La crisis del sector se intensifica tras la apertura de importaciones y la disminución de la producción, afectando a firmas emblemáticas de la región.
La industria textil en Mar del Plata atraviesa una etapa de deterioro que lleva a la suspensión de más de 170 puestos laborales en una de sus principales fábricas. La empresa Mauro Sergio, reconocida en la temporada otoño-invierno, decidió suspender a 175 de sus 250 trabajadores debido a una disminución significativa en la demanda y sobrestock de productos nacionales. La medida fue adoptada tras negociaciones con autoridades laborales y en medio de la incertidumbre sobre la recuperación de la producción.

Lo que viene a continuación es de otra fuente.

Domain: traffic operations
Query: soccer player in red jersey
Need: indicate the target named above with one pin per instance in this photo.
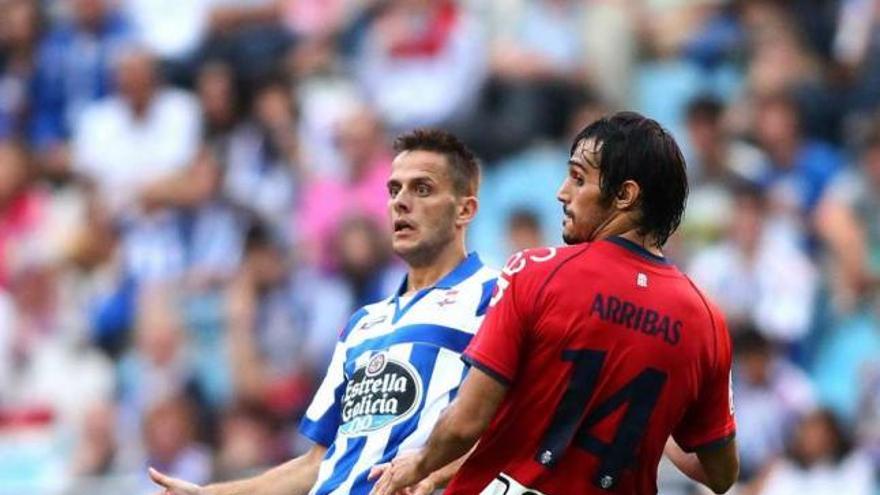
(593, 354)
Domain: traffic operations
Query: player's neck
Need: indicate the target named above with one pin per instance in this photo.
(646, 242)
(420, 277)
(622, 226)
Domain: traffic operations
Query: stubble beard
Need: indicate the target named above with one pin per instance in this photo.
(426, 252)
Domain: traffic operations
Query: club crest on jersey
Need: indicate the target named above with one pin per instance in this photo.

Este escenario refleja la profunda crisis que enfrenta el sector, agravada por la liberalización de las importaciones decidida hace meses que favorece la entrada de ropa de origen extranjero con baja regulación de calidad y seguridad. La apertura de la frontera, impulsada por decisiones políticas en el contexto económico, provocó una caída del 18% en la producción nacional en agosto y generó una pérdida acumulada de unos 5 mil empleos en lo que va del año. La poca regulación en la importación ha alimentado protestas de las empresas locales, que señalan la competencia desleal y la dificultad para sostener la actividad.
Es importante entender que Mar del Plata, tradicionalmente un núcleo importante para el sector textil, refleja las dificultades crecientes de la economía local. La reducción de la capacidad instalada afecta no solo a pequeñas y medianas empresas sino también a la estabilidad laboral en la región. La suspensión temporal busca mitigar los efectos económicos, pero la recuperación aún presenta signos de incertidumbre, dependiendo de posibles cambios en las políticas de importación y control de calidad.
La industria necesita medidas que equilibren la protección del empleo con la competitividad, en un contexto donde la globalización y las políticas comerciales determinan en gran medida el futuro de su sostenibilidad.